A few weeks ago, I published a piece which included eight shows to look out for in 2020. It was stiff competition, but there was absolutely no reason why The Bridges of Madison County, which is currently playing at Artistry, wouldn’t be on that list. Artistry continues to gain more and more momentum with their visually stunning and superbly cast productions. As a huge Meryl Streep fan, who starred in the movie version, I was excited to finally get a chance to see this show and hear the score that I heard so many positive things about.
The Bridges of Madison County takes place in a small town in Iowa. Francesca Johnson has made a home and a life in rural America after leaving her home in Italy as a young woman. She’s now married to her husband Bud Johnson and has two children, Michael and Carolyn. Her life is the same, day in and day out until her family goes to a state fair which leaves her home alone for a few days. Her life takes a twist after meeting Robert, a National Geographic photographer who is in town on assignment. As she begins seeing Robert more and more, she soon must make a difficult decision which includes a once-in-a-lifetime love.
Artistry has a fairly wide and deep stage, which is a huge advantage to them for many shows. I enjoyed that with this one, scenic designer Rick Polenek used the open space to his advantage. It never felt cluttered, the set was simple just like Iowa. It featured rolling set pieces to convey a few scenes as well as a backdrop featuring wide open spaces and hills of Iowa. However, very often it was just the open air of the stage which I loved. The show already lends such a gorgeous story that it doesn’t need an extravagant set. The scenery blends beautifully with Mike Kittel’s lighting design that fully captures the sun from when it sets and rises.
Director Benjamin McGovern has cast a group of performers that all perfectly incorporate the Americana and rural America vibe that this show brings. Some characters, for people outside of the Midwest, you’d think were caricatures, like Wendy Short-Hays who plays Marge, the nosey neighbor. This role specifically felt very Midwestern. I think we’ve all had that neighbor, maybe you were or are that neighbor, who spies on everyone with binoculars out from the front window. Short-Hays had the entire audience in stitches from familiarity.
I appreciated McGovern’s casting to even give many of the ensemble members multiple times to shine in various roles, like Becca Hart and Lydia Wagner, who each had solo musical moments that showed off their delightful voices. Ryan London Levin, who plays Michael Johnson, brought a nice amount of comedy to various scenes which helped the plot from getting too heavy. Levin also has such a wonderful and crisp tenor belt that I’m looking forward to seeing him in a leading role again soon. Alyson Enderle, who plays Carolyn Johnson, reminded me of Jodie Comer from the show Killing Eve. She had such comedic facial expressions that also helped keep the plot from getting too heavy for the whole time. Together they were comedic gold.

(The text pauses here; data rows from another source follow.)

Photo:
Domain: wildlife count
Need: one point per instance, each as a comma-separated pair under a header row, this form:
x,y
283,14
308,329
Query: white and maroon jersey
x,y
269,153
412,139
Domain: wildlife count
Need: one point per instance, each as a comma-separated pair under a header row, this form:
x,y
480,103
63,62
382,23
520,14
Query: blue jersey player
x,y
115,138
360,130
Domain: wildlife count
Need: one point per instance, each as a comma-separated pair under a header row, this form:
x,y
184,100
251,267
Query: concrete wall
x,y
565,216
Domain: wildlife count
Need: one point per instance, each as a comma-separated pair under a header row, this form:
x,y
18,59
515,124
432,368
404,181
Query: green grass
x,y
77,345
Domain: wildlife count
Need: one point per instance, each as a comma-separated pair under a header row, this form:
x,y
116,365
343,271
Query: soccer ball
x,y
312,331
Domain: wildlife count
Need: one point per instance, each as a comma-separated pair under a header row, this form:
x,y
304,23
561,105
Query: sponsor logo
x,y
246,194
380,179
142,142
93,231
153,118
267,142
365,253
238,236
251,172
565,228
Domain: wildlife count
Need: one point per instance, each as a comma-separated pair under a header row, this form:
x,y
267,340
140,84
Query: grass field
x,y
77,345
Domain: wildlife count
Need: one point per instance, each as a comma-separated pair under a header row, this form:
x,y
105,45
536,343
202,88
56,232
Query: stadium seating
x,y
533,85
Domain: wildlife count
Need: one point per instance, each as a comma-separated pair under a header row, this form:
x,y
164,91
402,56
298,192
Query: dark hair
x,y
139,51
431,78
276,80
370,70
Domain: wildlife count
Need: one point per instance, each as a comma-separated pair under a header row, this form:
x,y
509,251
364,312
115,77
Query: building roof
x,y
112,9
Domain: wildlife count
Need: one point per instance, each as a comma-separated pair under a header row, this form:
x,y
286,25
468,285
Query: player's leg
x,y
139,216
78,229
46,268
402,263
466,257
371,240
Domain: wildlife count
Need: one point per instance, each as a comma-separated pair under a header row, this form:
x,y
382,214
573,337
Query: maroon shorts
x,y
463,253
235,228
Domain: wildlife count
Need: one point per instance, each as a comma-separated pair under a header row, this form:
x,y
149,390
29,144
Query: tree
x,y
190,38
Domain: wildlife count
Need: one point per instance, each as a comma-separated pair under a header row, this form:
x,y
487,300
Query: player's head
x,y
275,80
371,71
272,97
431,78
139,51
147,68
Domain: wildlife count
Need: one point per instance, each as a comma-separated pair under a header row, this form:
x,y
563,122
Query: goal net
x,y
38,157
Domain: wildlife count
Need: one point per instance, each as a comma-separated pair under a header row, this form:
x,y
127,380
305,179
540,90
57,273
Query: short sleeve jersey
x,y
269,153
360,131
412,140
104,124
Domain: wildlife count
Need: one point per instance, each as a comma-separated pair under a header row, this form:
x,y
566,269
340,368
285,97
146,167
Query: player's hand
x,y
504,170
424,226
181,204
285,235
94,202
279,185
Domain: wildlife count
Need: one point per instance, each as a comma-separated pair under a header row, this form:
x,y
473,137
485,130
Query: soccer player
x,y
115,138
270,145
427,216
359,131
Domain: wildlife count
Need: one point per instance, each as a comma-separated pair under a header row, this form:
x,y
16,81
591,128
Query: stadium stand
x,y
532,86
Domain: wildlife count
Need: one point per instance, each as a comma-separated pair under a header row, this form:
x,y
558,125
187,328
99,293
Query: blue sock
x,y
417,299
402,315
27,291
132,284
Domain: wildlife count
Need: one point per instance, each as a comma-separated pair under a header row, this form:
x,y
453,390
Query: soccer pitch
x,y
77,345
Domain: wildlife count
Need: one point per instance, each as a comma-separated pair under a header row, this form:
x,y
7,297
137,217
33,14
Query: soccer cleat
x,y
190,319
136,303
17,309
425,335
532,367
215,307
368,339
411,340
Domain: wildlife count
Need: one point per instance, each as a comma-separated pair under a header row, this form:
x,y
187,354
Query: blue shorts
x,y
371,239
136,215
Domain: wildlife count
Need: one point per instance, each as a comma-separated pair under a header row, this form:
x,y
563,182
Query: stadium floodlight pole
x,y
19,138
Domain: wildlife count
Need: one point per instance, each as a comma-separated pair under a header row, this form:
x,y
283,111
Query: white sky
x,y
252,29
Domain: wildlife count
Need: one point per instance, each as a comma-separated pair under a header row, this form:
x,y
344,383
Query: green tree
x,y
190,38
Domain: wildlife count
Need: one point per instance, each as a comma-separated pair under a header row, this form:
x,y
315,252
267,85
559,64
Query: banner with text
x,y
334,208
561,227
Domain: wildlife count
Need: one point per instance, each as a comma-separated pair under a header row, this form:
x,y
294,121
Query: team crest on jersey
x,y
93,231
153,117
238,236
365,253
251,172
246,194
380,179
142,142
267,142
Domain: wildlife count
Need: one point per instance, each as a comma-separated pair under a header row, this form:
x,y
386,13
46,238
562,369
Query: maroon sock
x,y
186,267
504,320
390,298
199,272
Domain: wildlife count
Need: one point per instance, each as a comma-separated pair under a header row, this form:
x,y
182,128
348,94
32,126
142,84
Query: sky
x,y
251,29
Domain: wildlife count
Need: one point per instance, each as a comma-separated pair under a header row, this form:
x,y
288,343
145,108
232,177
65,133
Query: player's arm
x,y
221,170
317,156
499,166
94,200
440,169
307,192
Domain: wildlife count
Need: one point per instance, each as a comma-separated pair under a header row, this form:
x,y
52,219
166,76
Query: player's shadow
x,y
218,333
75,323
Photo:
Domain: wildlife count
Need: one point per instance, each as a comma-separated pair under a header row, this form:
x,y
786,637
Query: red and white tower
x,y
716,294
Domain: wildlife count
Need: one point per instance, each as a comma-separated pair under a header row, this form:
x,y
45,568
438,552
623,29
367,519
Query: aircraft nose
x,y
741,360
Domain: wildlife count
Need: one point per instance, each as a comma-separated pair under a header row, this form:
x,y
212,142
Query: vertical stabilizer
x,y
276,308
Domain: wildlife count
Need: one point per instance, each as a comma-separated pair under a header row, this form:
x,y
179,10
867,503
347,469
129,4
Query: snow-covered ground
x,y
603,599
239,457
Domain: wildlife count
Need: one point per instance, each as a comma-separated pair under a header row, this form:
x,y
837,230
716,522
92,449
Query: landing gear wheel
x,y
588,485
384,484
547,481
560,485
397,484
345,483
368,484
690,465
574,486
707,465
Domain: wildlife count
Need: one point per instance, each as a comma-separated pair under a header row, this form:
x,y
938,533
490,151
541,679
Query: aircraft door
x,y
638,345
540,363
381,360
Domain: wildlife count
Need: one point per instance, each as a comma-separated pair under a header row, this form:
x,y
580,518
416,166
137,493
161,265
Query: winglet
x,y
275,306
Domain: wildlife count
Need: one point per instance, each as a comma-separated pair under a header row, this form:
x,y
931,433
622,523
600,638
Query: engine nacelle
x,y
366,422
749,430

The production really comes alive with the addition of Jennifer Baldwin Peden as Francesca Johnson and Eric Morris as Robert Kincaid. Baldwin Peden has an angelic soprano voice that is such a nice change of pace from the big brassy belts that many of us see in musical theatre. It’s a nice reminder that soprano roles are important to musical theatre. Her ability to portray such emotions through her voice is masterful to watch. The soprano notes also meld so well with the boisterous and rich baritone voice that Eric Morris has.
Separate, they are fantastic but together they are electric. A basic thing I always remember about acting is that it’s all about listening and reacting, a simple lesson and yet many times we forget. These two leads have it nailed perfectly in each and every scene. Their romance is never rushed either, we see it blossom and slowly burn through each scene as it builds more and more. They also keep us guessing all the way to the end. I truly couldn’t figure out what decision Francesca would make. Often times we can really guess and figure out the rest of the plot by the beginning of the second act, however this one kept me guessing.
The Bridges of Madison County is nothing without the score that Jason Robert Brown wrote. As theatre critics, we often use the term “sweeping score”; however, there is no other way to describe it. The lush strings and full bodied music make this show so unique and one of a kind. It features songs that remind of us our beloved Minnesota State Fair, the hills of the Midwest and the love that we share for each other. It’s completely embodied in Americana culture.
The Bridges of Madison County is another triumph for Artistry. It’s surprising that it’s not produced more in the Twin Cities. Who knows when it’ll be produced again, which is all the more reason to rush out see it soon before it closes.